Abstract
Aim. To determine the factors contributing to maternal death due to preeclampsia.Materials and Methods. We performed a retrospective study of 149 maternal deaths from preeclampsia during 2013-2017, which included the analysis of birth histories, medical records, individual observation cards, outpatient records, and questionnaires of healthcare workers and relatives.Results. Preeclampsia was responsible for 24.1% of maternal deaths over 5 years (2013-2017). The causes of death in women with preeclampsia were: pulmonary oedema (33/149, 22.2% cases), acute renal failure (33/149, 22.2%), cerebral complications (43/149, 28.6%), and hepatic impairment (acute fatty liver of pregnancy or HELLP syndrome, 45/149, 30.2%). The majority of pregnant women admitted in critical condition because of acute fatty liver of pregnancy or HELLP syndrome (45/149, 30.2%), eclampsia at home (25/149, 16.8%), or severe hypertension (114/149, 76.5%). The majority of those who died from preeclampsia had premature births (86/149, 57.7%) and delivered by caesarean section (117, 78.5%), yet the latter was associated with a higher risk of maternal death in case of preeclampsia (OR = 30.028. 95% CI = 15.277-59.022) as compared with vaginal delivery. Risk factors of the maternal death in preeclampsia included late hospitalization (66% of deaths), inadequate antenatal care (64.4%), incorrect route of examination and hospitalization (31.6%), underestimation of the patient's condition (42.3 %), insufficient monitoring during pregnancy, childbirth and post childbirth (48.8%), and insufficient teamwork of medical staff (42.2%).Conclusions. Insufficient knowledge of preeclampsia symptoms by pregnant women and their families, insufficient monitoring of blood pressure, underestimation of organ dysfunction, late hospital admission, late delivery, insufficient antihypertensive therapy, delivery at elevated blood pressure, and insufficient teamwork of healthcare professionals increase the risk of maternal mortality in the patients with preeclampsia.
Highlights
Preeclampsia was responsible for 24.1% of maternal deaths over 5 years (2013-2017)

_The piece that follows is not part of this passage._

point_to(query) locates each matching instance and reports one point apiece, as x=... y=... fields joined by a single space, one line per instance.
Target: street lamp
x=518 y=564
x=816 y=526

The majority of pregnant women admitted in critical condition because of acute fatty liver of pregnancy or HELLP syndrome (45/149, 30.2%), eclampsia at home (25/149, 16.8%), or severe hypertension (114/149, 76.5%)
The majority of those who died from preeclampsia had premature births (86/149, 57.7%) and delivered by caesarean section (117, 78.5%), yet the latter was associated with a higher risk of maternal death in case of preeclampsia (OR = 30.028. 95% CI = 15.277-59.022) as compared with vaginal delivery
Summary
Определение факторов, способствовавших материнской смерти при преэклампсии. Проведено ретроспективное когортное конфиденциальное исследование 149 случаев материнской смертности от преэклампсии за 2013−2017 гг. Риск материнской смерти у женщин с преэклампсией при родоразрешении путем кесарева сечения в 30 раз выше (OR 30,028, 95% ДИ [15.277-59.022]), чем после вагинальных родов. Существенное влияние на неблагоприятный исход у женщин с преэклампсией имели запоздалая госпитализация в тяжелом состоянии (66%), ненадлежащий антенатальный уход (64,4%), нерациональная регионализация и маршрутизация беременных (31,6%), недооценка состояния больной (42,3%), недостаточный мониторинг во время беременности, родов и после родов (48,8%), недостаточная мультидисциплинарная командная работа медицинского персонала (42,2%). Недостаточные знания беременной и ее семьей симптомов преэклампсии, недостаточный мониторинг артериального давления (АД) у беременных, недоучет органных дисфункций при диагностике преэклампсии, позднее поступление в стационар, запоздалое родоразрешение, недостаточная антигипертензивная терапия и родоразрешение без предварительного снижения АД до безопасных цифр, недостаточная мультидисциплинарная командная работа медицинского персонала повышают риск материнской смертности.